Dan Rather Takes HD Look at Touch-Screen Voting

Aug 16, 2007  •  Post A Comment

HDNet’s weekly investigative reporting series “Dan Rather Reports” premiered a special about the failure of touch-screen voting machines Tuesday.
“The Trouble With Touch Screens” is an hourlong presentation about how defective voting machines may have altered the outcome of various elections, the network said.
Mr. Rather, who investigated the piece for eight months, thinks the report will be a real eye-opener.
“There’s very little transparency about who makes the voting machines, how they’re made and why,” he said in an interview. “There’s very little accountability.”
The report revealed the voting machines are manufactured in Manila, Philippines, with some components coming from China. Mr. Rather said the company primarily responsible for manufacturing the machines is actually in Venezuela.
“They’re made by workers who make $2 a day,” Mr. Rather said. “I think most Americans would be unsettled to learn that.”
Mr. Rather is aware that, because the program is airing on a smaller network, it will not have the immediate impact that it might have had on a larger network like CBS, where he formerly anchored the evening news.
“It will be interesting to see the ongoing impact of a story like this,” he said. “We have seen some impact from just one clip from the show being on the Internet, even before the program goes on air.”
HDNet’s Mark Cuban has given him complete editorial and creative control, which is something larger networks can’t offer, Mr. Rather said. He can now focus completely on the quality of the work rather than the quantity of the audience.
Mr. Rather said he agrees with Mr. Cuban’s slogan that HDNet is “Television like you’ve never seen it before,” and he feels the program benefits from being shot in high definition.
“When we take you to Manila in this program, you see Manila closer to what you would be seeing if you were there with your actual eyes than any other kind of television,” he said. “And when you see the plant, you get a better, crisper and sharper picture of it. It’s high definition in its best form.”

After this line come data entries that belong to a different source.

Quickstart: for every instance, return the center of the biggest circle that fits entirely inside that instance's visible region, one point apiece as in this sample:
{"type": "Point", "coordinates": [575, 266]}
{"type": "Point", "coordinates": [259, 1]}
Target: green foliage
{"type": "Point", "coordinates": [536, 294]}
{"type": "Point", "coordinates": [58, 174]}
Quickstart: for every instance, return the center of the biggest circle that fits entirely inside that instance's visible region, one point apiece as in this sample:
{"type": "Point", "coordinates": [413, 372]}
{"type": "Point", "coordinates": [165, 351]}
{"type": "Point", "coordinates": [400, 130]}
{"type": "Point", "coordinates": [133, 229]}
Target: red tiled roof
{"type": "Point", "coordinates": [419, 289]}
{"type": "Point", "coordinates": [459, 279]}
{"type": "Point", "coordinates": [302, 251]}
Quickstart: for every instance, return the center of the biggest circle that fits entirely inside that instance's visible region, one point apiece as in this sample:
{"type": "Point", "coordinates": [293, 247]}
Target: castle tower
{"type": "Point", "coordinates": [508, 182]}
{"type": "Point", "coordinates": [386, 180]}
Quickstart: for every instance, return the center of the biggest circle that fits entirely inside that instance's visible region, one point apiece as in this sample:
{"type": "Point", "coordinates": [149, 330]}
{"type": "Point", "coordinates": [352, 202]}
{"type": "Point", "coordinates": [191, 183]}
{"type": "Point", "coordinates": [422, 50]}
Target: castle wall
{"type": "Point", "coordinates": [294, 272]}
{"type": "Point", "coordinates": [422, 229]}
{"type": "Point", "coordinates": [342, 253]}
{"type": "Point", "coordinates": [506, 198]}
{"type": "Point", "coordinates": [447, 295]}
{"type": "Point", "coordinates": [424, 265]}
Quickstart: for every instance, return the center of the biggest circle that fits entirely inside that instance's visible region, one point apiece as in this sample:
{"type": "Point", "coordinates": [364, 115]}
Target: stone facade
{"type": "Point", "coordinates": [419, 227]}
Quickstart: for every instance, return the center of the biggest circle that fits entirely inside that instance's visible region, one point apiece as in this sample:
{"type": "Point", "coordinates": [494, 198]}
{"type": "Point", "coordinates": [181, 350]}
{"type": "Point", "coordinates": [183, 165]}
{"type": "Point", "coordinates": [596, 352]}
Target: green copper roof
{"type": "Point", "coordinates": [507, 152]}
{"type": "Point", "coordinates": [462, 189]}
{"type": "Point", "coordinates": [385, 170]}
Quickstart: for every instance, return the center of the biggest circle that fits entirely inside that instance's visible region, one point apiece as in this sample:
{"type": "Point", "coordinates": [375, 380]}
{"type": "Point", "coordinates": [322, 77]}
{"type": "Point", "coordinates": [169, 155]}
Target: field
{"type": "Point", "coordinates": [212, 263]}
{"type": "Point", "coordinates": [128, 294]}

Mr. Rather has always appreciated high-definition television. Even before coming to HDNet, he pointed out, he owned a small HDTV set. However, since joining the network, he said he has upgraded to three larger HD sets.
When he’s not tuning in to “Dan Rather Reports,” Mr. Rather said his favorite HD programming is sports.
“The Trouble With Touch Screens” will have encore presentations throughout the week on HDNet and is available online at HD.net.